どうでもいいけどBSジャパンの「シネマクラッシュ」つう枠、番組表では8時55分開始になってるが、実際、9時までの5分間はずっと通販CMが流れるってどうよ。あれは5分枠の通販番組だろどう考えても!
気を取り直して。ウディ・アレンの「マッチポイント」を観ました。今回の私の失敗ポイントは(いきなり失敗談かよ)、鑑賞前に映画紹介のサイトを見すぎた。もちろんレビューではなく作品紹介サイトばかりなのでネタバレはないはずなのに、goo映画が映画の後半部分の展開をサラッと一言書いてくれてて、前半を全て無駄にした感じ…。まぁそんな個人的な事情はどうでもいいんですが。

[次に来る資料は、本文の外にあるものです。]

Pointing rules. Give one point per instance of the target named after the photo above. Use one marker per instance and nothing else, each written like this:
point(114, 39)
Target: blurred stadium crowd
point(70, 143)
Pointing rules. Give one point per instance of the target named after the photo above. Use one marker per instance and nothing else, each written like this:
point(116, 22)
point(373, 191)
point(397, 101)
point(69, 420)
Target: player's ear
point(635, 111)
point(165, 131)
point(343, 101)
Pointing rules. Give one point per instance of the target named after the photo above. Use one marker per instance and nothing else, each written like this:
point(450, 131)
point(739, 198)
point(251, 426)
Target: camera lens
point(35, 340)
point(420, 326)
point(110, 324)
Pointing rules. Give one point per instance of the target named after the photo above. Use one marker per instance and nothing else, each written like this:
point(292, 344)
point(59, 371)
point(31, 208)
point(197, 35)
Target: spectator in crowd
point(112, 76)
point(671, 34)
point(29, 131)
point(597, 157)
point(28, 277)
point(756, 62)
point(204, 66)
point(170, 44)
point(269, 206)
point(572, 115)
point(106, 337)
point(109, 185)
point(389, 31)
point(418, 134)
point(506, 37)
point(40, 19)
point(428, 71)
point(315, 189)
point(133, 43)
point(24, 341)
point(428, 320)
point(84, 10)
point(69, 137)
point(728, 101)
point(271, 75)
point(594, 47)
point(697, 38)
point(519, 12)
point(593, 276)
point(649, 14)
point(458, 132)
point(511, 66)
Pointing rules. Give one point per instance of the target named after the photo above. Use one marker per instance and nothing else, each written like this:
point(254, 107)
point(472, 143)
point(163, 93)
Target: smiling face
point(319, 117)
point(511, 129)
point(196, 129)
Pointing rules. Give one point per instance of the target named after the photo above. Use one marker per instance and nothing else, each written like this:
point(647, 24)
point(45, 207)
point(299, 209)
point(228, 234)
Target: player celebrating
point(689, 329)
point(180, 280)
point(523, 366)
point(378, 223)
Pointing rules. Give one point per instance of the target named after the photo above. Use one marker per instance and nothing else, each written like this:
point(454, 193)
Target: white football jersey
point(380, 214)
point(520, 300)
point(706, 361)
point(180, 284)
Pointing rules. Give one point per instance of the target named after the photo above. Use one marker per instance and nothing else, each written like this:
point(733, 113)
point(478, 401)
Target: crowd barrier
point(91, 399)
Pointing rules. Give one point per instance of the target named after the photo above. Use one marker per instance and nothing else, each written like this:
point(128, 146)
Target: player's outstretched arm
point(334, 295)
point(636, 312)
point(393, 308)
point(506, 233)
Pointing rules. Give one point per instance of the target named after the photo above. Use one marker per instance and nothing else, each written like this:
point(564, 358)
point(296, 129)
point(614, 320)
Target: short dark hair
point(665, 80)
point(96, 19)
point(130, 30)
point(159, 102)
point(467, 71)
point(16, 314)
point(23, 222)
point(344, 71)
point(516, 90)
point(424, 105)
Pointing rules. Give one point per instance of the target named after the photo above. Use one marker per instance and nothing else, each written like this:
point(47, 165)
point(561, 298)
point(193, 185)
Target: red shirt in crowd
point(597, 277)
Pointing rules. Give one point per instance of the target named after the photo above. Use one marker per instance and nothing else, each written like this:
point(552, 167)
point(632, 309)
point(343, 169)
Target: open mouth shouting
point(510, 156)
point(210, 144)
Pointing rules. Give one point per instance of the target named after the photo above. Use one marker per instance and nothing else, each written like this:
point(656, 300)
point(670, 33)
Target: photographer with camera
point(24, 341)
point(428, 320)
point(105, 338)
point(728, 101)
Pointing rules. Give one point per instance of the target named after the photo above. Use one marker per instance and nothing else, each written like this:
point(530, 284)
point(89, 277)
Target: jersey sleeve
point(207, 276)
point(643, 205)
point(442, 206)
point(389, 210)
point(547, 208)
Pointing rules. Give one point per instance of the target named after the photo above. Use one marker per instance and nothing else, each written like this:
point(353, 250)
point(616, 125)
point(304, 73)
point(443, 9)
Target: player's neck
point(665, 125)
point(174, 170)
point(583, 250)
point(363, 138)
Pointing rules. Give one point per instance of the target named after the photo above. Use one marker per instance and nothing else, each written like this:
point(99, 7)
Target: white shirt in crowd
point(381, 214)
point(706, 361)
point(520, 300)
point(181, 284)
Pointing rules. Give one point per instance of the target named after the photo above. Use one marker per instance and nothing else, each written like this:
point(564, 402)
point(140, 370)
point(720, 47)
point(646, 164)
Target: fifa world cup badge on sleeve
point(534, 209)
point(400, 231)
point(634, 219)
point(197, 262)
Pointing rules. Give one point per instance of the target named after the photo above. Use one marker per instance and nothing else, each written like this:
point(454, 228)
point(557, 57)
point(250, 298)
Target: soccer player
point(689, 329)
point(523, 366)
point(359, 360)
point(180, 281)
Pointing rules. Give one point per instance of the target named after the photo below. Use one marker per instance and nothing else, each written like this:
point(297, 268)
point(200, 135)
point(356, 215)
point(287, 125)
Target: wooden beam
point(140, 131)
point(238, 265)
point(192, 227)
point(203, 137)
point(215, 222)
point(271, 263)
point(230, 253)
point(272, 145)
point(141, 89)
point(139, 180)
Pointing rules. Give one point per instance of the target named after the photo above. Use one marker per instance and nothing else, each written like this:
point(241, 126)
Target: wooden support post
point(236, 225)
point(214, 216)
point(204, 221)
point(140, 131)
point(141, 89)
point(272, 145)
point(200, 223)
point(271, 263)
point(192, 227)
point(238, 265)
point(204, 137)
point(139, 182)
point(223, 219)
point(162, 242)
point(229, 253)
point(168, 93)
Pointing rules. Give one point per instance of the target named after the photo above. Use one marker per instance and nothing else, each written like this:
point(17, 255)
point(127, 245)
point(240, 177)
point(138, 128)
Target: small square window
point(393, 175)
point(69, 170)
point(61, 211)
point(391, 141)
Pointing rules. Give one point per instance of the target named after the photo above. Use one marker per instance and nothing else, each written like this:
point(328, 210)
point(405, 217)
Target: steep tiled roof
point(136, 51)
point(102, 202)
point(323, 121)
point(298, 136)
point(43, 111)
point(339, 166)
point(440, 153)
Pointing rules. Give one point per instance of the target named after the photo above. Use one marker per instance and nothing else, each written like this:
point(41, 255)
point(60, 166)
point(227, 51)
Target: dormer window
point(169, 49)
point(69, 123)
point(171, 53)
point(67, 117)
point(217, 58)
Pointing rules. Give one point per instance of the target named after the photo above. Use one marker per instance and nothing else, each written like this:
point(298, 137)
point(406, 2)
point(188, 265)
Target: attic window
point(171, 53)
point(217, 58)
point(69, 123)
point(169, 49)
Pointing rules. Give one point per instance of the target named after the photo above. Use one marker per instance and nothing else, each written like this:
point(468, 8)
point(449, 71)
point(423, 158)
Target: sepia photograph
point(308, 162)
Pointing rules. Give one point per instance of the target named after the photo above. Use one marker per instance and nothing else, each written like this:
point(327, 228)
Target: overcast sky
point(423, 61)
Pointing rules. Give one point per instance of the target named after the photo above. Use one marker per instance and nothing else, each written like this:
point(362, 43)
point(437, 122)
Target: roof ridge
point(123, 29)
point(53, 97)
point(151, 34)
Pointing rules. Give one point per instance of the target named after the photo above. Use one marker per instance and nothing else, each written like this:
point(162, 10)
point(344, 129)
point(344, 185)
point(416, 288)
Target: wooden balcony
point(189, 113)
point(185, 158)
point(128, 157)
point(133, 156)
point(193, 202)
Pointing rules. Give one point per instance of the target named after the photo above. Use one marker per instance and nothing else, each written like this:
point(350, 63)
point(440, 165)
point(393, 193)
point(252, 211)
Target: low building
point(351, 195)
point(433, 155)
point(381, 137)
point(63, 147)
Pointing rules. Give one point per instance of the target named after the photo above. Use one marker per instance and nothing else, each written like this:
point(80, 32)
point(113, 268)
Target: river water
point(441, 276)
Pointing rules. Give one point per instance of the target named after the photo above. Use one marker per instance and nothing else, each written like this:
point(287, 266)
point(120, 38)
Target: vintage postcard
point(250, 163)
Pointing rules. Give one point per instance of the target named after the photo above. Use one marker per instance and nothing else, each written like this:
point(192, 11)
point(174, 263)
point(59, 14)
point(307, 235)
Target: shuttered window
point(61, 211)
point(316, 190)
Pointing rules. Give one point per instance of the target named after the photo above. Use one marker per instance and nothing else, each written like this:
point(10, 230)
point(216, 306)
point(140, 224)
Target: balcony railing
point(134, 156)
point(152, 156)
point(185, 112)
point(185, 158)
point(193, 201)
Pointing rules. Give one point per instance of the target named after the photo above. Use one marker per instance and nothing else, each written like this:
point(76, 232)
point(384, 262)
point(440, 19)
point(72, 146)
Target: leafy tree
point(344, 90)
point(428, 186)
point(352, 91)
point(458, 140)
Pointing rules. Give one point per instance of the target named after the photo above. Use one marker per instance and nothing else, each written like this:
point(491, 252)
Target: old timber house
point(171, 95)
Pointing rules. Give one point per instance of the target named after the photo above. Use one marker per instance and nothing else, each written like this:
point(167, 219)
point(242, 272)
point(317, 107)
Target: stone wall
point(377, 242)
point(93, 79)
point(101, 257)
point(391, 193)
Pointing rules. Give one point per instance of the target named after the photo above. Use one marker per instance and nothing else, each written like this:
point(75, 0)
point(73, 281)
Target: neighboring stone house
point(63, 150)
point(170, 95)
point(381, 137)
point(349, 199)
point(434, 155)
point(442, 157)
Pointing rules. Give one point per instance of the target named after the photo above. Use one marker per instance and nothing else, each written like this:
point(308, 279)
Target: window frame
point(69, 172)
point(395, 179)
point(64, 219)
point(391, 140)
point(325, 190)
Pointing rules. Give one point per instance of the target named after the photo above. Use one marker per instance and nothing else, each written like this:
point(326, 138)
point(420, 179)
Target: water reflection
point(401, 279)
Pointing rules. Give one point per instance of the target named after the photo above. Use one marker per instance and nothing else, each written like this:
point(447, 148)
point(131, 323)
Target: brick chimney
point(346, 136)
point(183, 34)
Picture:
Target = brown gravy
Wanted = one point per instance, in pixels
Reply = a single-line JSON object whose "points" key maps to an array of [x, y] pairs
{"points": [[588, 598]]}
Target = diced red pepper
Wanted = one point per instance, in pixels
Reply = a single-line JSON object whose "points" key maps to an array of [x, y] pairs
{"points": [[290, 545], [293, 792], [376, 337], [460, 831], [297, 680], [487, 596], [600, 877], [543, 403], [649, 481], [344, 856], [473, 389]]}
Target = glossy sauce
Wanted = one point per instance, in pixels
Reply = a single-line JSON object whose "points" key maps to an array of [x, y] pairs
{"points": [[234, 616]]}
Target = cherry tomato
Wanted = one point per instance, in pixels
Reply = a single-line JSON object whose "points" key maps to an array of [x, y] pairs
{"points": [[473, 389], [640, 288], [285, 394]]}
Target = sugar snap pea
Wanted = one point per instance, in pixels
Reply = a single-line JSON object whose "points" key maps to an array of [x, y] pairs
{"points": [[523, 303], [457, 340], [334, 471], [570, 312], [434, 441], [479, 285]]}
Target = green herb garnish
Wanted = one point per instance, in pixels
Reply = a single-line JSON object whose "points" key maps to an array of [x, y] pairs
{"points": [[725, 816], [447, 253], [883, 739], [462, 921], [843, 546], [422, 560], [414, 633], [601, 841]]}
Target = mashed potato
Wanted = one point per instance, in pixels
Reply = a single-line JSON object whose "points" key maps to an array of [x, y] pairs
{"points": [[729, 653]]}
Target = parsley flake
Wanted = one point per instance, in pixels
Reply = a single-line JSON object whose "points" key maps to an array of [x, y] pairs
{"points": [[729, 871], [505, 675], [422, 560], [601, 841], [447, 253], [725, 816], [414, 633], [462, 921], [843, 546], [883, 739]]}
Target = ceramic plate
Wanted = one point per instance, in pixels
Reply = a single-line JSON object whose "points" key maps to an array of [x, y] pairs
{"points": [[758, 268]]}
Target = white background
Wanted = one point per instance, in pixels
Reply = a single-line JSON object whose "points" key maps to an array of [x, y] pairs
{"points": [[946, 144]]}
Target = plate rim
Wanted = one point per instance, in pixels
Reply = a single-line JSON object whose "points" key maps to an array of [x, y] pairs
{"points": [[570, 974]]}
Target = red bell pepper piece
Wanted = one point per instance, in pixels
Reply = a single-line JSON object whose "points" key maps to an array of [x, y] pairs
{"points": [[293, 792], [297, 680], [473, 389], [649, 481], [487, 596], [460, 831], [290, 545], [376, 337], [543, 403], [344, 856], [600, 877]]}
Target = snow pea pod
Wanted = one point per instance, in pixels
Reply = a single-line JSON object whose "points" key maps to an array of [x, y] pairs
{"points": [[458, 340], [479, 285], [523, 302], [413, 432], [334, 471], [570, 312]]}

物語のテーマは「やっぱ人生って運次第なの?」というところだそうです。角淳一の定番ネタですね。
主人公クリスが、生まれとは縁遠い英国上流階級に紛れ込み成り上がって行くプロセスが物語の大半。着実にソツなく、そこでの地位を固めて行くっていう見た目ありきたりなお話です。幸運な人生って案外そんなものかもしれない。(←負け惜しみ)
でも、この成功物語はこのお話の一面であって、その裏側には、自分では気付かないうちに、幸運の上にのさばり「結構コレこのままイケんじゃね?」という空しい程の優柔不断男に変容していくクリスの不愉快極まりない姿があります。
金持ちの考えてることにはイマイチついていけねーなーという表情をしていた頃のクリスにとって、努力と言えば泥臭いけれど、「運」だけじゃない何かを掴もうとしているノラという女性は共感の対象だったと思うのに、自分だけまんまと上流社会の仲間入りしちゃうと、もうただのエロい浮気相手にしか思えなくなっちゃって話は泥沼化する一方。地位とか金って怖い!持つもんじゃない!(←負け惜しみ)。
でも、このトントン拍子人生を「運」云々で片付けるお話ではありません。このこじれにこじれた裏の泥沼に決着をつけ、表の生活を守るために、浅はかだけど、やり過ぎ感満点の行動に出るクリスの「運だめし」が、クライマックスに用意されています。
冒頭のシーン。マッチポイントでテニスボールがネットに当たって真上に跳ね上がる。そのボールがコチラ側に落ちるか向こう側に落ちるかで互いの勝敗は決まり、しかも努力ではその瞬間を制することはできない。だから、いざという時に自分ではどうすることもできない「運」というものに左右される人生は不安でもある。そんな気持ちをすっかり忘れてしまったように見えるクリスのボールはどちらに落ちるのか。
でもどうやら、テニスと違って人生のネットにはアッチもコッチも無いようです。どちらに落ちれば誰が勝てるのか。それさえもわからないのが、ルールに守られたテニスゲームよりもずっと複雑な人生ってやつなのかしら。
最後の最後にウディ・アレンらしい軽妙なシーンもチラリと飛び出し「あ!アレン調だ!」と思えたのは、アレンファンへの小さなプレゼントね!きっと。